The report said with its currency at the weakest in more than three years this week, Malaysia was now “vulnerable” to global fund managers, already jittery about emerging markets, should they decide to pull back further.
After sliding 2% this year, the ringgit is the worst performer in Asia after the Korean won and Philippine peso.
WSJ said the fear among businesses was reflected in the increase in foreign currency accounts of Malaysian banks – up 0.19% in the two months between September and November 2013 – as local investors sought to protect themselves from the brunt of weaker currency.
“There seems to be a growing trend for residents to convert part of their local currency savings and deposits into foreign currency, as they get more worried about depreciation in their currencies,” the paper quoted Sameer Goel, who is attached with Deutsche Bank in Singapore.

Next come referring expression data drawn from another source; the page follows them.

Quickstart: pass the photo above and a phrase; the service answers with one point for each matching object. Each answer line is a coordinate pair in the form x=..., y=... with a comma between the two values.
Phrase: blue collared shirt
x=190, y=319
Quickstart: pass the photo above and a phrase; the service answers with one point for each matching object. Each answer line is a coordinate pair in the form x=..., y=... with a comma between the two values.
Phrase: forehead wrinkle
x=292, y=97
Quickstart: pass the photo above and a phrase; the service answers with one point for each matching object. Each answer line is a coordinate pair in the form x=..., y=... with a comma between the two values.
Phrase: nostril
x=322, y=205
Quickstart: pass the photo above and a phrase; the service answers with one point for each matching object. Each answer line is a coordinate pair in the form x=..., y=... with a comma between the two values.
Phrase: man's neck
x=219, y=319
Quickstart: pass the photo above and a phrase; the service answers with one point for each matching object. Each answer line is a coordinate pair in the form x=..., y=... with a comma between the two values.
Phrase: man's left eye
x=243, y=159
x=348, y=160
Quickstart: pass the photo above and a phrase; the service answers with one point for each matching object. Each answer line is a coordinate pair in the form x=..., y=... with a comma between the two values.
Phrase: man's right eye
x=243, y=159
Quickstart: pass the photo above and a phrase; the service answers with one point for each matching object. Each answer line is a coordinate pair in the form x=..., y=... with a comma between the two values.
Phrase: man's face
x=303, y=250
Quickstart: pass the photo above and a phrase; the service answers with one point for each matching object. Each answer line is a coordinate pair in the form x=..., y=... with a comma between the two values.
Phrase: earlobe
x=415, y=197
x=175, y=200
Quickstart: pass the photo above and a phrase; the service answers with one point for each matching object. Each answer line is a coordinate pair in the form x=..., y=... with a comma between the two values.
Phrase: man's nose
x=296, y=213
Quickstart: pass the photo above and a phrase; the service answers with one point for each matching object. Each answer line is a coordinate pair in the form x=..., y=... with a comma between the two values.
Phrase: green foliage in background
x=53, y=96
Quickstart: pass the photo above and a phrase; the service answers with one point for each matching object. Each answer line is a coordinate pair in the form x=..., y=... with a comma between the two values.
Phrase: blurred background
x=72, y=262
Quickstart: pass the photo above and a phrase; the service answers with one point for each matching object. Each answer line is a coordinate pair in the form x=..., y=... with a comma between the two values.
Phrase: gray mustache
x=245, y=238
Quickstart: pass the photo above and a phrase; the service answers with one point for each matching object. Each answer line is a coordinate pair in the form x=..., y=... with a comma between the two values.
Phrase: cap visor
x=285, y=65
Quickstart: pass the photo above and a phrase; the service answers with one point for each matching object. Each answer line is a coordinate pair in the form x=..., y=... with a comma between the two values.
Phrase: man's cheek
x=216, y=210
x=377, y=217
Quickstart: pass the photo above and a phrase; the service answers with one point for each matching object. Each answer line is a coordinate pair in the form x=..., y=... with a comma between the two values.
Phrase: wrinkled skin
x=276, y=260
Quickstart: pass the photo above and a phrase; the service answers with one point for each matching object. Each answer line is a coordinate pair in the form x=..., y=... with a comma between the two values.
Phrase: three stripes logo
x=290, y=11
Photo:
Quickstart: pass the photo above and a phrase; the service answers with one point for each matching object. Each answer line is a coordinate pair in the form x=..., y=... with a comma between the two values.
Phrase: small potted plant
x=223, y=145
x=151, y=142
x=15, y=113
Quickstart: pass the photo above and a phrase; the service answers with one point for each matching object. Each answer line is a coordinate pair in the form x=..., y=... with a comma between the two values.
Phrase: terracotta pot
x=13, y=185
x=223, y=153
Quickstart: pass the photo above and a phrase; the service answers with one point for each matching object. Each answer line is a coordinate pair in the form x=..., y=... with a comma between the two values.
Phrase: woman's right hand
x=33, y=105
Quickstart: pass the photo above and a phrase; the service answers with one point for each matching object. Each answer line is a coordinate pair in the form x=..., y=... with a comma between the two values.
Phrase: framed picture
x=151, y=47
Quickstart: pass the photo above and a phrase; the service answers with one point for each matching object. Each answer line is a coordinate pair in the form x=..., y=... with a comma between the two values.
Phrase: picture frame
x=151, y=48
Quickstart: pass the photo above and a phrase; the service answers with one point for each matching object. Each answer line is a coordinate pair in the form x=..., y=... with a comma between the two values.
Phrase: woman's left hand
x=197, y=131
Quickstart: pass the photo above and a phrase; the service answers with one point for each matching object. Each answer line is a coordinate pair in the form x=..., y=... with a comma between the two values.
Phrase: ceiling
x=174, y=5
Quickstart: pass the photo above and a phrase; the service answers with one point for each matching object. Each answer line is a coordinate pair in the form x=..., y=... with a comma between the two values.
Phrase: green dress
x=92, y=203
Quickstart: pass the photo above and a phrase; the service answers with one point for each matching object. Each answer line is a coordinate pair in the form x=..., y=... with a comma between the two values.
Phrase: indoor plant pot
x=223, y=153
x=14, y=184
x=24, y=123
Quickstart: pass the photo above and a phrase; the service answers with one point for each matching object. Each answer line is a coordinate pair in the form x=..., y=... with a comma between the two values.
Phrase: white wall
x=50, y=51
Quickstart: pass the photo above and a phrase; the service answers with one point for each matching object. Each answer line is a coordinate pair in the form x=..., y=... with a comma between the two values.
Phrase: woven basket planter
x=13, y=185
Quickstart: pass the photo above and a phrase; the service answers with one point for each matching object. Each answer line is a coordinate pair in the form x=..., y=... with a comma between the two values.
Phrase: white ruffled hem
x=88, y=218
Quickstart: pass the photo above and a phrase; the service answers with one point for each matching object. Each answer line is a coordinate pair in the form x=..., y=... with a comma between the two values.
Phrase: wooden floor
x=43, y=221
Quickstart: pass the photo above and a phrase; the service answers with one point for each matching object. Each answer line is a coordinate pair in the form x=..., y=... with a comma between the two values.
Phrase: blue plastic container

It also spoke to an investment manager who manages US$$778.7 billion for Invesco in Singapore as saying that local exporters were delaying converting dollars into ringgit as the dollar continued its upward trend.
“It’s been a defensive market when there is a jittery outlook on the other markets,” Jalil Rasheed told WSJ.
The report further attributed the current stand taken by investors to the price increases and Putrajaya’s subsidy removals on essential items, as part of efforts by Putrajaya to plug its budget deficit.
It noted that yields on benchmark government debt were at the highest since 2010, and that the share of government debts owned by foreign funds was the highest in Asia.
“There’s a lot of cautiousness and uncertainty in terms of who owns this foreign portion of government bonds, what would trigger them to go out, what’s the impact on the market if they go out,” WSJ quoted Elsie Tham, of Manulife Asset Management, who is in charge of RM2 billion.
But not all have joined the exodus, with some staying put amid rising export and government efforts to plug the continued deficit, it added. – January 30, 2014.